Racial makeup (2011)
- • Black African: 19.0%
- • Coloured: 0.2%
- • Indian/Asian: 2.7%
- • White: 77.8%
- • Other: 0.3%

First languages (2011)
- • English: 68.1%
- • Afrikaans: 14.9%
- • Zulu: 11.9%
- • Other: 5.0%
- Time zone: UTC+2 (SAST)

= Shaka's Rock =

Shaka's Rock is a beachside town situated along the North Coast of KwaZulu-Natal, South Africa.

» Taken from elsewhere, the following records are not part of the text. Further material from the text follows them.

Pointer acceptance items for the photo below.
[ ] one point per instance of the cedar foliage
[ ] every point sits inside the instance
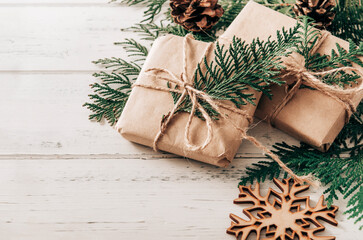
(240, 66)
(340, 169)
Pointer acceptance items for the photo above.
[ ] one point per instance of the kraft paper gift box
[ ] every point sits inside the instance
(310, 116)
(141, 118)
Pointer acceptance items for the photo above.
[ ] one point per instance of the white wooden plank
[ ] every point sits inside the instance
(125, 199)
(45, 38)
(43, 114)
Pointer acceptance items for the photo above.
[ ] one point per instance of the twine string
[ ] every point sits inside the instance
(187, 89)
(308, 78)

Shaka's Rock is a small residential village 40 km from Durban. Its name comes from a promontory over which the Zulu chief Shaka is said to have thrown his enemies and to have tested his men by daring them to jump to their deaths.

Shaka's Rock is a popular holiday destination, situated between Salt Rock and Ballito on the Dolphin Coast. Shaka's Rock Beach Tidal Pool is protected and well known for snorkelling, with a wide variety of fish, corals and other sealife.

== Infrastructure ==
=== Roads ===

Shaka’s Rock lies just off the N2 (North Coast Toll Road) between Durban to the south and KwaDukuza to the north, with an interchange at Shaka’s Rock Road between Shaka’s Rock and Shaka’s Head.

Shaka’s Rock is also located at the junction of Ocean Drive and Shaka’s Rock Road. Ocean Drive runs between Salt Rock and Ballito and serves as the main coastal road of Shaka’s Rock while Shaka’s Rock Road runs inland from Ocean Drive towards Shaka’s Head.